But there was the baby

‘Why on earth did she ever allow it to come into existence?’

He hated it. It increased his responsibility towards its mother, increased his guiltiness in making her suffer. He looked at her wiping her tear-wet face. Being with child had made her so ugly, so old. How could a woman expect…? But no, no, no! Walter shut his eyes, gave an almost imperceptible shuddering shake of the head. The ignoble thought must be shut out, repudiated.

‘How can I think such things?’ he asked himself.

‘Don’t go,’ he heard her repeating. How that refined and drawling shrillness got on his nerves! ‘Please don’t go, Walter.’

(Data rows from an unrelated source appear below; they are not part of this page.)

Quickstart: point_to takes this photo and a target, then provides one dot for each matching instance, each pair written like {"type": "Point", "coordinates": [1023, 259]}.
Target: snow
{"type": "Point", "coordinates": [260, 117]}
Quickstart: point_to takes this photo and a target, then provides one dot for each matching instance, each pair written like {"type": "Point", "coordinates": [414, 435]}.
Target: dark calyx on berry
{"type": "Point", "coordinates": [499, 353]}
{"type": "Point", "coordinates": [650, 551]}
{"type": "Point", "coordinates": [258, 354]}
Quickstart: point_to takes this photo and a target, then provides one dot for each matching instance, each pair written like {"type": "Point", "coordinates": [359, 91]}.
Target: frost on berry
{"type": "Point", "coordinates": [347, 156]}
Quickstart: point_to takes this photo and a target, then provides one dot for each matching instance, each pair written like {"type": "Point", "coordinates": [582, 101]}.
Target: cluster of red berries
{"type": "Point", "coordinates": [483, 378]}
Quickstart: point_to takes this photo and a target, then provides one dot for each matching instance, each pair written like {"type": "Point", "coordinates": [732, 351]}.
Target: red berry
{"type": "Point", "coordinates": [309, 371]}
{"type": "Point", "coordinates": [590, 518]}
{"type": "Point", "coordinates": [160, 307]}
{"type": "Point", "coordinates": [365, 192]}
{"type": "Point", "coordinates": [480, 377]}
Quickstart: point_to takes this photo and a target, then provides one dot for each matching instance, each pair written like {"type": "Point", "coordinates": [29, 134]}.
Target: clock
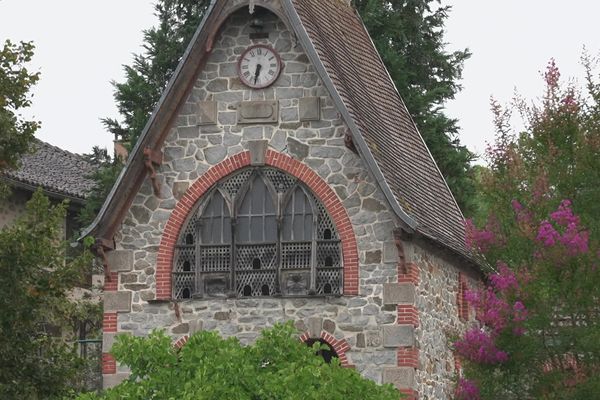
{"type": "Point", "coordinates": [259, 66]}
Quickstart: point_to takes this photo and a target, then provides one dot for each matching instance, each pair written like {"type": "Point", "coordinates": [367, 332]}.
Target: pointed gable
{"type": "Point", "coordinates": [339, 46]}
{"type": "Point", "coordinates": [343, 46]}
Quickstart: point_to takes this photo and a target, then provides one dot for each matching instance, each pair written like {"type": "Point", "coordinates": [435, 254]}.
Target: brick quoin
{"type": "Point", "coordinates": [407, 315]}
{"type": "Point", "coordinates": [324, 193]}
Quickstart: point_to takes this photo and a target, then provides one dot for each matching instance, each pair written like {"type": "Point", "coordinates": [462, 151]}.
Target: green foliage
{"type": "Point", "coordinates": [409, 36]}
{"type": "Point", "coordinates": [529, 177]}
{"type": "Point", "coordinates": [34, 284]}
{"type": "Point", "coordinates": [105, 175]}
{"type": "Point", "coordinates": [16, 134]}
{"type": "Point", "coordinates": [277, 366]}
{"type": "Point", "coordinates": [150, 72]}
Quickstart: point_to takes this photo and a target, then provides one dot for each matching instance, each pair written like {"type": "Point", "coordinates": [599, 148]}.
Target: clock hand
{"type": "Point", "coordinates": [258, 68]}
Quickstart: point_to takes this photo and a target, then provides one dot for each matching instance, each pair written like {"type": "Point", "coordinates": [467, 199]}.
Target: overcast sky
{"type": "Point", "coordinates": [82, 45]}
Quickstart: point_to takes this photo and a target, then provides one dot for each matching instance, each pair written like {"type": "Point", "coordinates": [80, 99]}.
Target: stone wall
{"type": "Point", "coordinates": [365, 323]}
{"type": "Point", "coordinates": [439, 318]}
{"type": "Point", "coordinates": [13, 206]}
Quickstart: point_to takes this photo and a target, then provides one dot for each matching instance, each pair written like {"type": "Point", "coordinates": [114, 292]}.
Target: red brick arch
{"type": "Point", "coordinates": [339, 346]}
{"type": "Point", "coordinates": [284, 162]}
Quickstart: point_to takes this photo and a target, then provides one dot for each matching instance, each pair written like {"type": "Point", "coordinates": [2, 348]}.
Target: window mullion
{"type": "Point", "coordinates": [313, 255]}
{"type": "Point", "coordinates": [278, 249]}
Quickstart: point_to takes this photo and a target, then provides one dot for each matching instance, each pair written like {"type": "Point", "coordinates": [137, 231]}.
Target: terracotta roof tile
{"type": "Point", "coordinates": [354, 66]}
{"type": "Point", "coordinates": [55, 170]}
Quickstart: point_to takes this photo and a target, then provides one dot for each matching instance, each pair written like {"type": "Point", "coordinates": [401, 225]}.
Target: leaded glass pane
{"type": "Point", "coordinates": [298, 217]}
{"type": "Point", "coordinates": [215, 221]}
{"type": "Point", "coordinates": [256, 217]}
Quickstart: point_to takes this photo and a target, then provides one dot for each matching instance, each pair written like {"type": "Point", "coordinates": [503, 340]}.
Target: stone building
{"type": "Point", "coordinates": [280, 178]}
{"type": "Point", "coordinates": [60, 174]}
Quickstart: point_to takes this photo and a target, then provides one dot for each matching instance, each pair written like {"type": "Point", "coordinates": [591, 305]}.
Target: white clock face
{"type": "Point", "coordinates": [259, 66]}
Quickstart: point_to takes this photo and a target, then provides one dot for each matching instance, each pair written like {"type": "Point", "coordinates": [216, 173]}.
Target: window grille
{"type": "Point", "coordinates": [258, 232]}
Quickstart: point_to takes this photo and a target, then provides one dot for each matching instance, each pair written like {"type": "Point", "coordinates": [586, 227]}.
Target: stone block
{"type": "Point", "coordinates": [398, 336]}
{"type": "Point", "coordinates": [400, 377]}
{"type": "Point", "coordinates": [390, 253]}
{"type": "Point", "coordinates": [179, 189]}
{"type": "Point", "coordinates": [117, 301]}
{"type": "Point", "coordinates": [195, 326]}
{"type": "Point", "coordinates": [108, 339]}
{"type": "Point", "coordinates": [315, 326]}
{"type": "Point", "coordinates": [120, 260]}
{"type": "Point", "coordinates": [207, 113]}
{"type": "Point", "coordinates": [398, 293]}
{"type": "Point", "coordinates": [309, 108]}
{"type": "Point", "coordinates": [112, 380]}
{"type": "Point", "coordinates": [258, 151]}
{"type": "Point", "coordinates": [254, 112]}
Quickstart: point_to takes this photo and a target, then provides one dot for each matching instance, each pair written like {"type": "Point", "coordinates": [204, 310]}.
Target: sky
{"type": "Point", "coordinates": [81, 46]}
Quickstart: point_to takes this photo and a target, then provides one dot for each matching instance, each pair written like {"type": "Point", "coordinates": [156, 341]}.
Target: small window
{"type": "Point", "coordinates": [326, 351]}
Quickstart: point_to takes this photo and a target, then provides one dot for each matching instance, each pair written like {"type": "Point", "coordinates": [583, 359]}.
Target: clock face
{"type": "Point", "coordinates": [259, 66]}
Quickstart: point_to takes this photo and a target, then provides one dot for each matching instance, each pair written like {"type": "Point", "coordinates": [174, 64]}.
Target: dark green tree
{"type": "Point", "coordinates": [35, 280]}
{"type": "Point", "coordinates": [16, 134]}
{"type": "Point", "coordinates": [277, 366]}
{"type": "Point", "coordinates": [409, 35]}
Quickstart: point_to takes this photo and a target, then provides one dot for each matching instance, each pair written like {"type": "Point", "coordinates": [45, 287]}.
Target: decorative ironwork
{"type": "Point", "coordinates": [252, 255]}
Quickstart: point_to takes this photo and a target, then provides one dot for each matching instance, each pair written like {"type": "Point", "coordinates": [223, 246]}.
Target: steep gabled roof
{"type": "Point", "coordinates": [58, 172]}
{"type": "Point", "coordinates": [343, 46]}
{"type": "Point", "coordinates": [388, 141]}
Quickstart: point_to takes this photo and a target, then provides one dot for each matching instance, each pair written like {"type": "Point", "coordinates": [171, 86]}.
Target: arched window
{"type": "Point", "coordinates": [259, 232]}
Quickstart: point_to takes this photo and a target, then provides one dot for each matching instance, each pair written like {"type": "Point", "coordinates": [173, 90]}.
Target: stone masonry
{"type": "Point", "coordinates": [372, 331]}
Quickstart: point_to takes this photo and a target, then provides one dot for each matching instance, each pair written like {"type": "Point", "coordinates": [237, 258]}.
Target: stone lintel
{"type": "Point", "coordinates": [112, 380]}
{"type": "Point", "coordinates": [315, 326]}
{"type": "Point", "coordinates": [401, 377]}
{"type": "Point", "coordinates": [258, 151]}
{"type": "Point", "coordinates": [257, 112]}
{"type": "Point", "coordinates": [398, 293]}
{"type": "Point", "coordinates": [207, 113]}
{"type": "Point", "coordinates": [309, 108]}
{"type": "Point", "coordinates": [398, 336]}
{"type": "Point", "coordinates": [120, 260]}
{"type": "Point", "coordinates": [108, 339]}
{"type": "Point", "coordinates": [117, 301]}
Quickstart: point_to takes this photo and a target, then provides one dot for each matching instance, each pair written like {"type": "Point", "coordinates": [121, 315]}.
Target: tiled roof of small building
{"type": "Point", "coordinates": [361, 80]}
{"type": "Point", "coordinates": [55, 170]}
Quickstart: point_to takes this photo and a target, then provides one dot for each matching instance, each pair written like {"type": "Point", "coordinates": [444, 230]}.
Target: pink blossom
{"type": "Point", "coordinates": [478, 346]}
{"type": "Point", "coordinates": [467, 390]}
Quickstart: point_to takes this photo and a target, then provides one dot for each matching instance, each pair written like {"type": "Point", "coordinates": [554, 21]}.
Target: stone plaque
{"type": "Point", "coordinates": [207, 113]}
{"type": "Point", "coordinates": [117, 301]}
{"type": "Point", "coordinates": [309, 108]}
{"type": "Point", "coordinates": [253, 112]}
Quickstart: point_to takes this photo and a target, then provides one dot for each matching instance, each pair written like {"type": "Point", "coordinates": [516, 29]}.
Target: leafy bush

There was a sob in her voice. More blackmail. Ah, how could he be so base? And yet, in spite of his shame and, in a sense, because of it, he continued to feel the shameful emotions with an intensity that seemed to increase rather than diminish. His dislike of her grew because he was ashamed of it; the painful feelings of shame and self-hatred, which she caused him to feel, constituted for him yet another ground of dislike. Resentment bred shame, and shame in its turn bred more resentment.

‘Oh, why can’t she leave me in peace? He wished it furiously, intensely, with an exasperation that was all the more’ savage for being suppressed. (For he lacked the brutal courage to give it utterance; he was sorry for her, he was fond of her in spite of everything; he was incapable of being openly and frankly cruel-he was cruel only out of weakness, against his will.)

‘Why can’t she leave me in peace?’ He would like her so much more if only she left him in peace; and she herself would be so much happier. Ever so much happier. It would be for her own good…. But suddenly he saw through his own hypocrisy. ‘But all the same, why the devil can’t she let me do what I want?’

What he wanted? But what he wanted was Lucy Tantamount. And he wanted her against reason, against all his ideals and principles, madly, against his own wishes, even against his own feelings—for he didn’t like Lucy; he really hated her. A noble end may justify shameful means. But when the end is shameful, what then? It was for Lucy that he was making Marjorie suffer—Marjorie, who loved him, who had made sacrifices for him, who was unhappy. But her unhappiness was blackmailing him.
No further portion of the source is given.